Getting complete and satisfactory answers to the due diligence the sellers conduct is paramount.

Organisations ranging from the Harvard Business School in the US to the Institute of Directors here in the UK all tell us that most corporate transactions – that is, sales – do not deliver long-term value to the shareholders of the acquiring company, for a variety of reasons.

But what about the company that has been bought? This is likely to be of far more consequence to it because this often represents the company’s life’s work, and it does not have a second chance.

There are a number of steps that sellers can take that should help reduce the risk of selecting the wrong buyer, and consequentially a poor outcome. Here are the main ones.

Ask to see the acquirer’s strategic growth plan

In my experience, unless I ncourage sellers to request sight of the plan, then in some instances they will rely on just the word of the buyer. The plan, if it is well drafted, will provide the rationale for making acquisitions versus organic growth via adviser recruitment and will set out timescales for realising value, especially if private equity funding is involved.

In some instances, buyers will say that their plan is confidential, but as a seller you certainly will have signed a non-disclosure agreement, and a compromise may be for the buyer to share relevant excerpts.

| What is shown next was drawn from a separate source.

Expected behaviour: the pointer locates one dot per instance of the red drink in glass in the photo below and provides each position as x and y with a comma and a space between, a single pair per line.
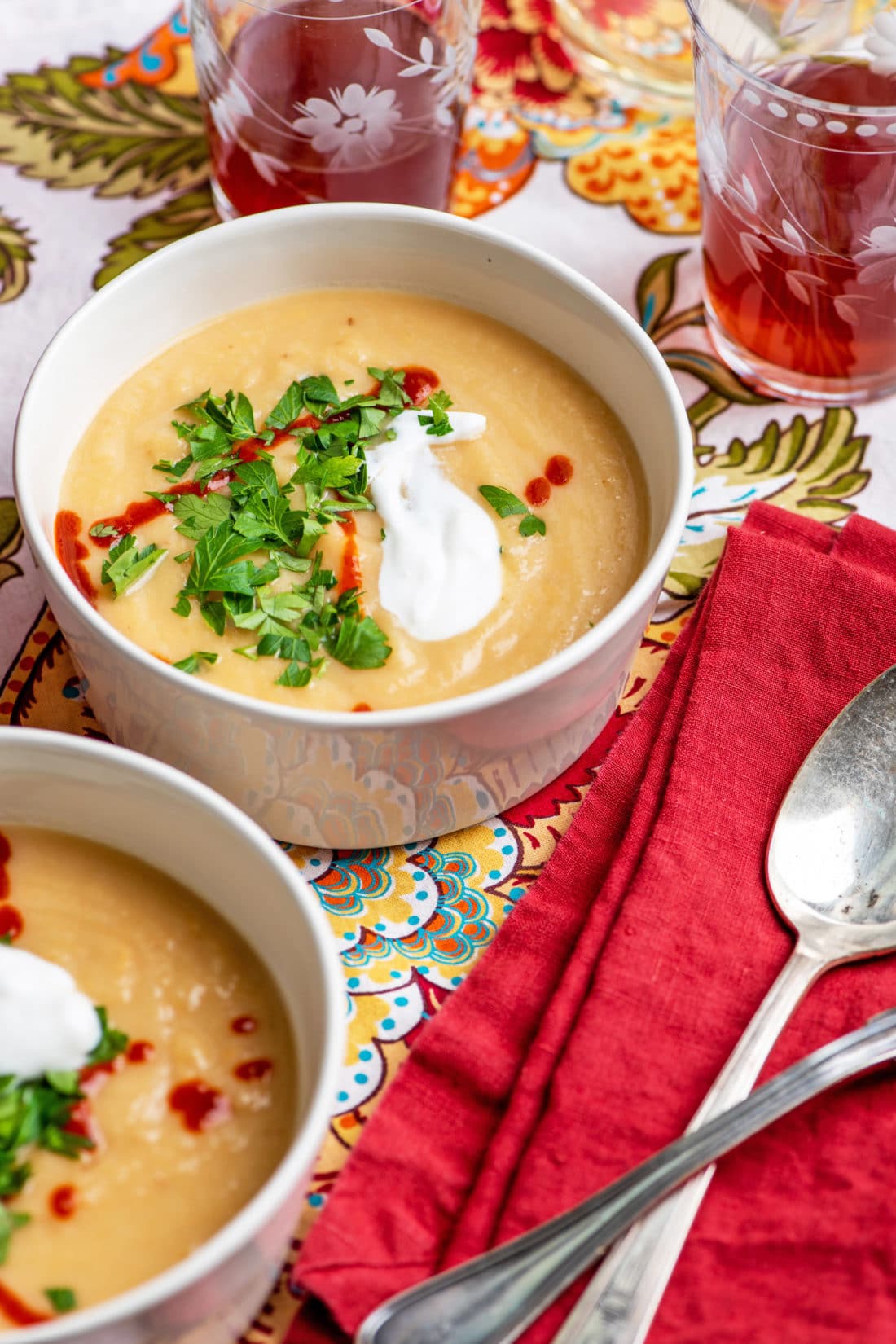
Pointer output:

Ask where the funding to make the acquisition is coming from 

Following on from the last point, any plan is just that and no more unless there is funding in place to make the acquisitions. In some instances, typically for smaller transactions, the funding may come from retained profits. Otherwise, it is likely to come from bank or private equity funding.

If you are the seller, you want to know what any pre-conditions are; what the sign-off process is for the buyer to draw down on the funds needed to complete the acquisition.

Ask to see the plan for integrating your business into the acquirer’s

This is key. Without effective integration, client departures could result as well as losses of staff, and these could have a knock-on effect on the level of deferred payments. If you are the seller, you have a vested interest, and should not assume ‘it will all be OK’.

Seek access to the owners of other firms that have been acquired by the buyer

Any acquirer that is confident in its previous acquisitions should be happy to offer you access to others that have sold their businesses. If it has bought a significant number of firms, I normally recommend that sellers seek access to a firm that has just completed its sale to give you a view on the process; a firm that has sold, say, a year ago, which will tell you about the integration process, and a firm that sold, say, four or five years ago to give you a view on longer-term aspects.

Research the buyer on Google and websites such as Glass Door and other social media

What you are looking for here are comments and stories about the culture of the buyer.

Ask ‘what if’ questions and if appropriate obtain the answers in writing 

As a seller, you will have questions that are particular to you. You should seek written confirmation so that you have an audit trail, and if they will influence your final decision it may be appropriate for there to be specific confirmations in the sale-and-purchase agreement.

Seek the views of your senior colleagues at the appropriate time

If your key staff and advisers are not party to the initial discussions, it is likely that you will want to inform them of your intention to sell your firm before the ransaction is concluded, and indeed the buyer may make this a pre-condition. Its views and buy-in matter and are likely to have an impact on the success of the transaction. 

If in doubt…

If after all these prior steps you still have doubts, do not ignore them. Instead seek advice and counsel before you make your final decision.

The sale of a financial planning firm is likely to be the largest financial transaction for most shareholders. Getting complete and satisfactory answers to the due diligence, the seller’s conduct is paramount.